Comparing & Contrasting
Certainly the 124 Spider I am driving at the time of this writing is very well assembled. The bodywork is pure Italian design with no panels carried over from the Mazda. Under the hood, there’s a Fiat 1.4 liter engine which, unlike the Miata motors, is turbocharged. The MX-5 is offered here in Britain with either a 1.5 or 2.0 liter normally aspirated engine, as Mazda eschews turbo-charging, preferring a different approach to power.
I have driven both variants at length and found that, although a blast on tight, twisting country roads, it is necessary to keep the revs right up to get the best from the engines. Let it fall below 3,000 rpm and everything goes a bit flat. The Fiat engine is altogether quicker to respond I found, and power comes in smoothly once the turbo is spinning. Thus it isn’t necessary to work so hard to make brisk progress.
To me, the 124 feels a little more softly set-up in that the MX-5 steering responds perhaps a tad more instantly and sharply to driver input, although I suspect most people wouldn’t notice much difference. What both cars do in equal measure is bring back that passion for driving, however.
Neither brand is particularly quick as it takes over seven seconds to reach the benchmark 62 mph (100kph) but straight line speed isn’t the point. Once settled into the low slung and just about perfect laid back driving position, my firm buttocks only inches from the road, it feels quick. If you want to go really fast get a Veyron; if you want to have a smile every quarter mile get a Fiat 124 Spider.
On balance, I prefer the 124 Spider based predominantly on the looks but also with a nod to the feisty little engine. Prices here in the UK are broadly similar and of good value. The value thing is important because folks who love driving will also love that these cars are very affordable, economical, and reasonably cheap to maintain. So after weeks of ubiquitous SUVs, and temperate family hatchbacks that leech your automotive soul away, it is great to experience a bit of hot-blooded passion once again.

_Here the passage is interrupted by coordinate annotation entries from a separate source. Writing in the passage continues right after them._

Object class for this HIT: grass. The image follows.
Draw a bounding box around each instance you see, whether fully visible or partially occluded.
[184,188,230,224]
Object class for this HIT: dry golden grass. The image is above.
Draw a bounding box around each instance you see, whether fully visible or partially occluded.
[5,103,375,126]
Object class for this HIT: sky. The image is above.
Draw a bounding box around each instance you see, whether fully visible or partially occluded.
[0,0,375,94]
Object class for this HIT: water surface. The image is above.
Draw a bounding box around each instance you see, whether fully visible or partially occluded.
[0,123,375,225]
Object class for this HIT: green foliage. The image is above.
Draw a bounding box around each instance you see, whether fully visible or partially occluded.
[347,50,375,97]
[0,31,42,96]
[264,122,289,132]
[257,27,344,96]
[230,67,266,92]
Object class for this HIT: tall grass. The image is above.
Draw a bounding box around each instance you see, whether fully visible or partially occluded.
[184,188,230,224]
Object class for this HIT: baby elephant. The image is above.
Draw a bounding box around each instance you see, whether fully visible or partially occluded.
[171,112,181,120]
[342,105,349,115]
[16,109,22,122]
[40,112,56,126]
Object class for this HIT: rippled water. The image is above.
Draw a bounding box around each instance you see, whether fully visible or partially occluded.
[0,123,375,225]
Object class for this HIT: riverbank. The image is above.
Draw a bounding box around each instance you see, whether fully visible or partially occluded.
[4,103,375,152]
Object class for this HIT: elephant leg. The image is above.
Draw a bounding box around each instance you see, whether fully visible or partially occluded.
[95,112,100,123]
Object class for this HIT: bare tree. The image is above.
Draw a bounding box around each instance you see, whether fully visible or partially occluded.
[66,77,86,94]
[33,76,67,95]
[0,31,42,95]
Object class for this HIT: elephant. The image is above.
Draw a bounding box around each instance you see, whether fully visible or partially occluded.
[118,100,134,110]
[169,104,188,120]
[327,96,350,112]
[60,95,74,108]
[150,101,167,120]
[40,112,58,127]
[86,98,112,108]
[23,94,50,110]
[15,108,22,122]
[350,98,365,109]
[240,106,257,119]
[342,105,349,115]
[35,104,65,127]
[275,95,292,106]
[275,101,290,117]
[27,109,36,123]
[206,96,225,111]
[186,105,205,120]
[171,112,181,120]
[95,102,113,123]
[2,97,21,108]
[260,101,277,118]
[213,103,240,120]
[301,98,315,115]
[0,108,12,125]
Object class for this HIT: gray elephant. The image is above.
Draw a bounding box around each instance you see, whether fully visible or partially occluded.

I have to remember that I am, above all, British and therefore not given to overt displays of excitement or emotion or the wearing of Armani, but even this jaded Johnny English could feel the red stuff stirring as the Spider snapped into the corners with aplomb.
Love is a fickle thing. I’ve just checked my diary and noticed that soon I will have the pleasure of the company of another personal favorite, the newly revised Subaru BRZ for a whole week. Will the Italian passion fade like a holiday romance? Watch this space.